Hola todos, soy estudiante de electronica de 3 semestre y pido ayuda, si me la pueden brindar.
Me toca hacer algo con amplificador operaciones, algo de instrumentación industrial, por favor si me pueden dar algunas ideas y planos de circuitos para lo q nesesito se los agradecería.
gracias y saludos


----------



## jokingo (Sep 29, 2006)

Yo estoy haciendo como proyecto un electrocardiografo, y el circuito esta compuesto de amplificador de instrumentacion. Y el circuito es uno de los que se estudia en instrumentacion industrial, quiza te pueda ayudar. Salen todas las formulas y el resultado en forma de honda de todo el circuito. Los filtros tambien los estudiaras en instrumentacion, los paso bajo y paso alto, pero estos que aparecen en la monografia son mas simples de los que se dan en la universidad, donde se utilizan tb amplificador para los filtros. Pero yo creo que con esto tendras mas que suficiente.
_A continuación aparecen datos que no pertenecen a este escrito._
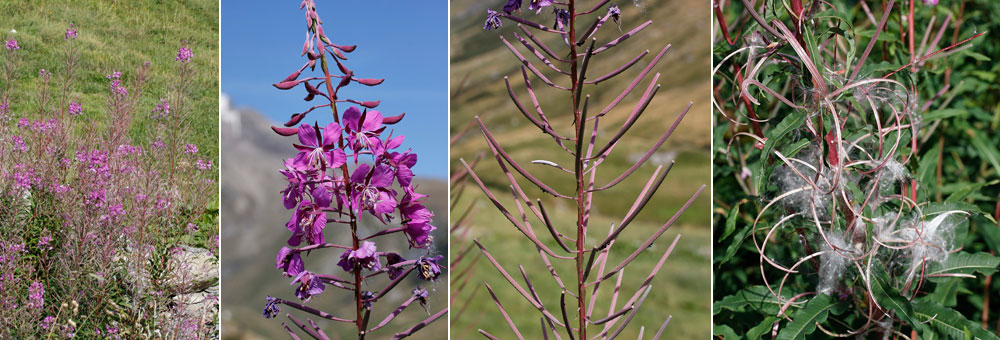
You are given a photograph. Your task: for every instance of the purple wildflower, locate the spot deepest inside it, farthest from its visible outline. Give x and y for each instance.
(492, 20)
(376, 196)
(368, 298)
(417, 219)
(309, 219)
(36, 296)
(184, 55)
(616, 14)
(309, 285)
(319, 149)
(70, 32)
(512, 6)
(296, 184)
(47, 322)
(421, 295)
(271, 308)
(203, 164)
(537, 5)
(162, 110)
(364, 257)
(363, 129)
(74, 109)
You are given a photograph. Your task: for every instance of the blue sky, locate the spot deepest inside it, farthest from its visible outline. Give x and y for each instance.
(404, 42)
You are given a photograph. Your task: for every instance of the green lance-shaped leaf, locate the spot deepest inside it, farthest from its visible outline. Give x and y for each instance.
(804, 320)
(966, 263)
(888, 297)
(755, 298)
(791, 122)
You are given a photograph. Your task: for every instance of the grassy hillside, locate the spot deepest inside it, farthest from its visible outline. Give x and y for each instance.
(120, 36)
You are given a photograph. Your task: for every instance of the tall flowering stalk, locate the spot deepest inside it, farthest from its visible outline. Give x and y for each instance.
(589, 253)
(342, 171)
(820, 146)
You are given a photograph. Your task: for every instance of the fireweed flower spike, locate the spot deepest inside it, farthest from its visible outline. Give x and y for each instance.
(577, 136)
(324, 192)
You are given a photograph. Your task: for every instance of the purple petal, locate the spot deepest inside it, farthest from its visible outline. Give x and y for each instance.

http://www.monografias.com/cgi-bin/search.cgi?query=electrocardiografo


----------



## Aristides (Oct 25, 2006)

En este sitio, creo que encontrarás algo referido al tema:
http://www.emesys.com


----------



## dannyhn82 (Oct 24, 2007)

Hola

Tengo entendido q los de la familia INA, son amplificador de instrumentacion.
Por ejemplo, yo en mi tesis estoy usando el INA114.  
Tambien estan el INA118, INA111.

Saludos¡¡¡


----------



## javier906 (Ago 25, 2010)

hola 

tengo problemas con la amplificacion del sensor mpxm 2102, ya que este sensor tiene una variacion en mV y  no e podidor dar con un circuito que amplifique esta salida para poderla trabajar con un pic

agradezco los que me puedan colaborar

hola 

tengo problemas con la amplificacion del sensor mpxm 2102, ya que este sensor tiene una variacion en mV y  no e podidor dar con un circuito que amplifique esta salida para poderla trabajar con un pic

agradezco los que me puedan colaborar


----------